Only a couple of known examples? Actually, the number is far larger than that. For a recent review, see this 2011 paper by Pink et al. (“Pseudogenes: Pseudo-functional or key regulators in health and disease?”). The abstract states,

Pseudogenes have long been labeled as “junk” DNA, failed copies of genes that arise during the evolution of genomes. However, recent results are challenging this moniker; indeed, some pseudogenes appear to harbor the potential to regulate their protein-coding cousins. Far from being silent relics, many pseudogenes are transcribed into RNA, some exhibiting a tissue-specific pattern of activation. Pseudogene transcripts can be processed into short interfering RNAs that regulate coding genes through the RNAi pathway. In another remarkable discovery, it has been shown that pseudogenes are capable of regulating tumor suppressors and oncogenes by acting as microRNA decoys. The finding that pseudogenes are often deregulated during cancer progression warrants further investigation into the true extent of pseudogene function. In this review, we describe the ways in which pseudogenes exert their effect on coding genes and explore the role of pseudogenes in the increasingly complex web of noncoding RNA that contributes to normal cellular regulation.

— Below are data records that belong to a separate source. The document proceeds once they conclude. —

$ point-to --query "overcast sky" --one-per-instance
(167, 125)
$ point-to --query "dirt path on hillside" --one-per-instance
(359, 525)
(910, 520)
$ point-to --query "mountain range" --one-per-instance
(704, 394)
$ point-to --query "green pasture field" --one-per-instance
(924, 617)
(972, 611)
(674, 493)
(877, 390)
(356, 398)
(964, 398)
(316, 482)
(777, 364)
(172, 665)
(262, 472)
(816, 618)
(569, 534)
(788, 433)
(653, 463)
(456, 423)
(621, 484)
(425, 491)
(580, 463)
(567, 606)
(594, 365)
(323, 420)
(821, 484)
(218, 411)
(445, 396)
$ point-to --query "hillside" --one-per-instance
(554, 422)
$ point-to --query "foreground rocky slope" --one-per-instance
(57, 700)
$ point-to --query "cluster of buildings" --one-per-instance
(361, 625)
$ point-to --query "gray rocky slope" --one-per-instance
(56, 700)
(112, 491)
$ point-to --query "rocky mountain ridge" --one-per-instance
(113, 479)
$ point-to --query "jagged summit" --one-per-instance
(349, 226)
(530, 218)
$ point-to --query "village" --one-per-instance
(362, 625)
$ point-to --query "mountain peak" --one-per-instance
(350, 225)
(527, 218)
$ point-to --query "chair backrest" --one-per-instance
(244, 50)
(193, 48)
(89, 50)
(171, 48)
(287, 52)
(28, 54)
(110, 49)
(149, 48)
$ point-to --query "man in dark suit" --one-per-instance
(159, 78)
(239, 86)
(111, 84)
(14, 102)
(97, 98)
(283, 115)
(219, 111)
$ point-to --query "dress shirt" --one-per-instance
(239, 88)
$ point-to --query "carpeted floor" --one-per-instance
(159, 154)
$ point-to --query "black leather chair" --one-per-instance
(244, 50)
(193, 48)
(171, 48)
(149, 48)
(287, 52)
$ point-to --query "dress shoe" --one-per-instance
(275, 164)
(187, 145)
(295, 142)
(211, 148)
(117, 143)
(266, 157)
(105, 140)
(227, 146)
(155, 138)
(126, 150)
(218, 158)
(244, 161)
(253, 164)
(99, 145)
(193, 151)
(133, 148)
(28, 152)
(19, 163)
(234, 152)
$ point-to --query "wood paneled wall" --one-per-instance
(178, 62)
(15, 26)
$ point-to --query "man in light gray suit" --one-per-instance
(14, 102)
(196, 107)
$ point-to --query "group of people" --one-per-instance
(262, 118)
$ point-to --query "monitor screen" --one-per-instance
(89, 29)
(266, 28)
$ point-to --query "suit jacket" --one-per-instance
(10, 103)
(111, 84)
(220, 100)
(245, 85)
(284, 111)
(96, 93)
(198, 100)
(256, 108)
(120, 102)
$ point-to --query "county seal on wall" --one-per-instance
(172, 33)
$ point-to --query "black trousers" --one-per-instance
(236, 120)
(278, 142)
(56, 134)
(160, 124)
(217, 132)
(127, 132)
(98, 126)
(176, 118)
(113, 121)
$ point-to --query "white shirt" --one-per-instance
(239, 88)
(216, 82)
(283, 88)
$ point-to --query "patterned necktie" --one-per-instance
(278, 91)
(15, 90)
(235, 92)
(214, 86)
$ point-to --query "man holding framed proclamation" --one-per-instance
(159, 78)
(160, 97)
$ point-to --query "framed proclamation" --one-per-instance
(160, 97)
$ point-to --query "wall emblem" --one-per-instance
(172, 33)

Although McBride interprets pseudogene similarities as evidence for common descent, such similarities are often taken as evidence for functional constraint (Balakirev and Ayala, 2003; Khachane and Harrison, 2009).
Finally, McBride touches on the argument for common descent from the evidence of the fusion origin of chromosome 2. He writes,

Luskin argues that this is not proof of common descent, and there may not have even been a fusion event. He argues that the telomeric DNA in human chromosome 2 is shorter than the telomeres found at the end of typical chromosomes. Again, this is designed to cast a small shadow of doubt on our common descent with other primates. No positive argument is offered for an alternative model.

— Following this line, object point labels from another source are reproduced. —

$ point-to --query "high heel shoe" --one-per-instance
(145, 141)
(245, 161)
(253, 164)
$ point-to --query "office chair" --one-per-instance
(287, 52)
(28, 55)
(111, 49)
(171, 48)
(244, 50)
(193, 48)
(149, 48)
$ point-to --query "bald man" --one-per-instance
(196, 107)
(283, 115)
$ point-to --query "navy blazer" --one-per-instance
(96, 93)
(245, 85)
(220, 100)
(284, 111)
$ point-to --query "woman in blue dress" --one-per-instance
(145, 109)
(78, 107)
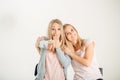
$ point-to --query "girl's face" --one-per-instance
(55, 31)
(71, 34)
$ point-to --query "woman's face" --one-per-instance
(55, 31)
(71, 34)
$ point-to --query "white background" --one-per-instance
(22, 21)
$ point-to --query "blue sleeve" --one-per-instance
(64, 58)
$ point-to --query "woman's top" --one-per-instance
(64, 60)
(54, 69)
(83, 72)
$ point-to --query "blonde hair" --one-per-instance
(80, 42)
(62, 34)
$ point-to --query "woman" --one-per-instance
(53, 62)
(82, 54)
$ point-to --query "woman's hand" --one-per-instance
(37, 43)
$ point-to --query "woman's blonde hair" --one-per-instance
(61, 26)
(80, 41)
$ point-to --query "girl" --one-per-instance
(53, 62)
(82, 53)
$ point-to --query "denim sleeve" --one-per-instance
(63, 58)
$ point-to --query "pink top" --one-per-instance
(83, 72)
(54, 70)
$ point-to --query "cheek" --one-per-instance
(68, 37)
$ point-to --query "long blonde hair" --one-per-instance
(80, 42)
(62, 34)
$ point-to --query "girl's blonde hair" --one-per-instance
(62, 34)
(80, 41)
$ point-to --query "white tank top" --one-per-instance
(83, 72)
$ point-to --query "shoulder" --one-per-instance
(88, 42)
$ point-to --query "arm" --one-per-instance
(64, 59)
(37, 43)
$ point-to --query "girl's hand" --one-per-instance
(38, 42)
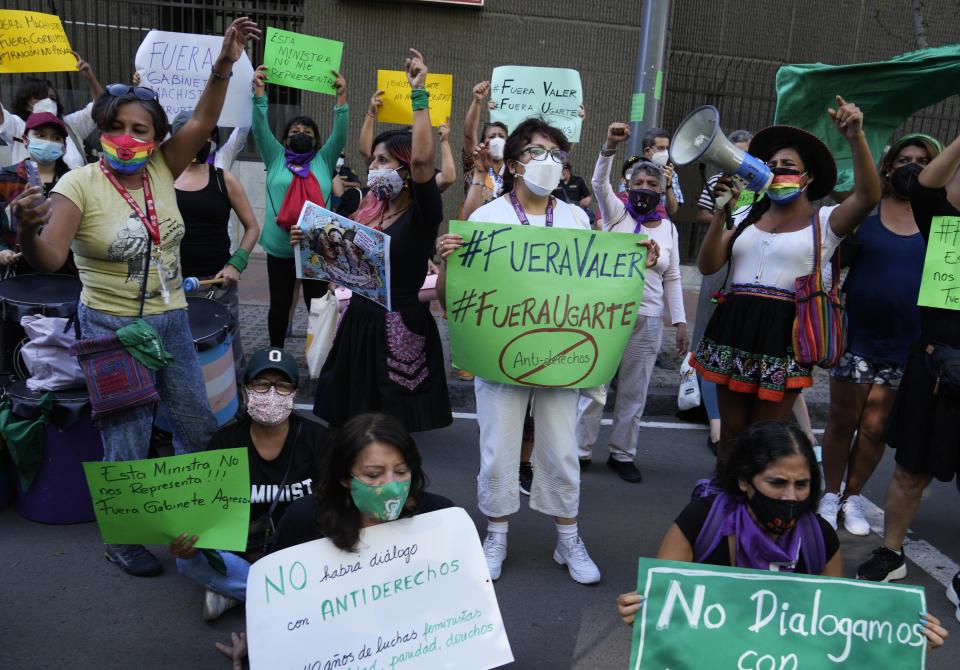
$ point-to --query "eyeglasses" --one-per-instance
(140, 92)
(263, 386)
(540, 154)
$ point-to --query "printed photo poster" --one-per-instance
(705, 616)
(177, 66)
(555, 94)
(417, 595)
(344, 252)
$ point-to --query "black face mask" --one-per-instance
(775, 515)
(903, 178)
(643, 200)
(204, 152)
(300, 143)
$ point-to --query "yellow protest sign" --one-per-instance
(33, 42)
(396, 97)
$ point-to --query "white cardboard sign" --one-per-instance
(416, 596)
(177, 66)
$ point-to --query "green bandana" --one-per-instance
(383, 503)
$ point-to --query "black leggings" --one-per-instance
(281, 275)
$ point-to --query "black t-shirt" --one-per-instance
(303, 445)
(937, 325)
(694, 515)
(297, 525)
(572, 192)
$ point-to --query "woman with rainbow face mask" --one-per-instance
(120, 218)
(747, 347)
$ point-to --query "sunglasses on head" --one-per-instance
(139, 92)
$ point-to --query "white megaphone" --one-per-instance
(699, 138)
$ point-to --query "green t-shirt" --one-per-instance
(274, 239)
(111, 242)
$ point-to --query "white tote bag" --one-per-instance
(321, 329)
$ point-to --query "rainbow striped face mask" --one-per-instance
(785, 187)
(125, 154)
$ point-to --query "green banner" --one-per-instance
(301, 61)
(940, 285)
(546, 307)
(703, 616)
(154, 500)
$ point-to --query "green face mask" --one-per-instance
(383, 503)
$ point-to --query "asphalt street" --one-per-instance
(64, 606)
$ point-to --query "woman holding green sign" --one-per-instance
(298, 169)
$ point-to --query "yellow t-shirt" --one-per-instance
(111, 241)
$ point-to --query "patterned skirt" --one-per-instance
(748, 344)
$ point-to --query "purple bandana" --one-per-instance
(299, 164)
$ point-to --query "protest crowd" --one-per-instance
(796, 274)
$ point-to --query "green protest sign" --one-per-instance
(704, 616)
(940, 285)
(546, 307)
(301, 61)
(154, 500)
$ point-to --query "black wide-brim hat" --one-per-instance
(815, 154)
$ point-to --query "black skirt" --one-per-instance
(388, 362)
(748, 344)
(924, 428)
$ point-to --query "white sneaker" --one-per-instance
(573, 554)
(215, 604)
(853, 519)
(495, 551)
(829, 507)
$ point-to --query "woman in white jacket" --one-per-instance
(641, 214)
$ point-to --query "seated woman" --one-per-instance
(370, 473)
(763, 519)
(282, 449)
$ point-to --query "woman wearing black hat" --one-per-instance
(747, 347)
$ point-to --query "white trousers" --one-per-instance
(556, 471)
(636, 369)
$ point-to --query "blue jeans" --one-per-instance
(233, 584)
(126, 434)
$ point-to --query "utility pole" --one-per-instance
(648, 88)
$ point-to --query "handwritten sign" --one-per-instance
(940, 285)
(396, 97)
(417, 594)
(301, 61)
(537, 306)
(702, 616)
(154, 500)
(345, 252)
(554, 94)
(34, 42)
(177, 66)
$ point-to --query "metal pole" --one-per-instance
(647, 90)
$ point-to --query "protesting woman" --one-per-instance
(763, 519)
(883, 320)
(383, 361)
(120, 218)
(640, 215)
(282, 449)
(747, 346)
(298, 169)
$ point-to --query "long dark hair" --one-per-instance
(521, 136)
(761, 445)
(336, 516)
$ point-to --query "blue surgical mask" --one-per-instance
(44, 151)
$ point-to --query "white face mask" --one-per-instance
(385, 184)
(542, 177)
(495, 146)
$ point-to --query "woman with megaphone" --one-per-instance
(747, 348)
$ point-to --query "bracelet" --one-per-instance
(419, 99)
(240, 259)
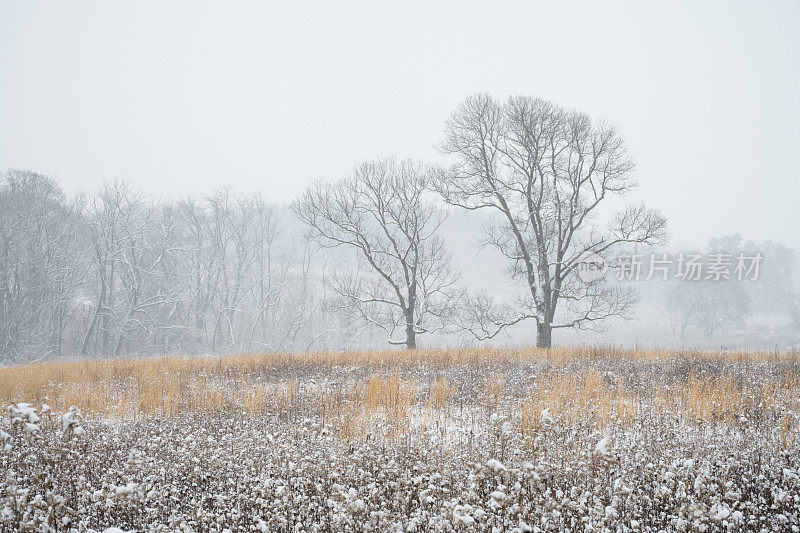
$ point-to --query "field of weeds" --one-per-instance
(459, 440)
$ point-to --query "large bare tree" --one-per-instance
(403, 281)
(544, 172)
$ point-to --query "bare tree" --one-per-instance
(544, 172)
(794, 308)
(404, 280)
(41, 265)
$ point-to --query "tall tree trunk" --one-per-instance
(411, 332)
(544, 335)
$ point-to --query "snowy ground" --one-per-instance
(586, 440)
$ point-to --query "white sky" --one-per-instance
(182, 97)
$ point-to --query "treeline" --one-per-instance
(117, 272)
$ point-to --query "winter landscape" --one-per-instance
(322, 268)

In Science and Human Origins, Casey Luskin briefly mentions in passing that the evidence for a fusion origin of chromosome 2, while suggestive, is not conclusive. For example, both interstitial telomeric sequences (Farre et al., 2009) and secondary alpha satellite sequences (Baldini et al., 1993) have been identified in other instances where no fusion has occurred.
As Luskin has explained previously on ENV, however, even in the event that chromosome 2 did indeed originate via a fusion event, common descent between humans and chimpanzees is not the only hypothesis that can account for this. On an evolutionary model, since no other primates share this fusion, the fusion event must have taken place some time after the supposed divergence of the human and chimpanzee lineage.
But suppose that our genus Homo, being separately designed with 48 chromosomes, underwent a fusion event within its own lineage, quite independently of other primates. This would result in exactly the same observations with respect to chromosome 2 and the current number of chromosomes (46). The evolutionist might protest that the banding patterns of human chromosome 2 match two of the chimpanzee autosomes — but that only brings us back to the argument from similarity. And we already know that humans and chimpanzees have striking genetic similarity.
To conclude, while Paul McBride is to be commended for having actually read the book before criticizing its arguments (unlike certain other people we could mention), his critiques (rebuffed here and in previous posts) should hardly be a cause for concern to the informed reader.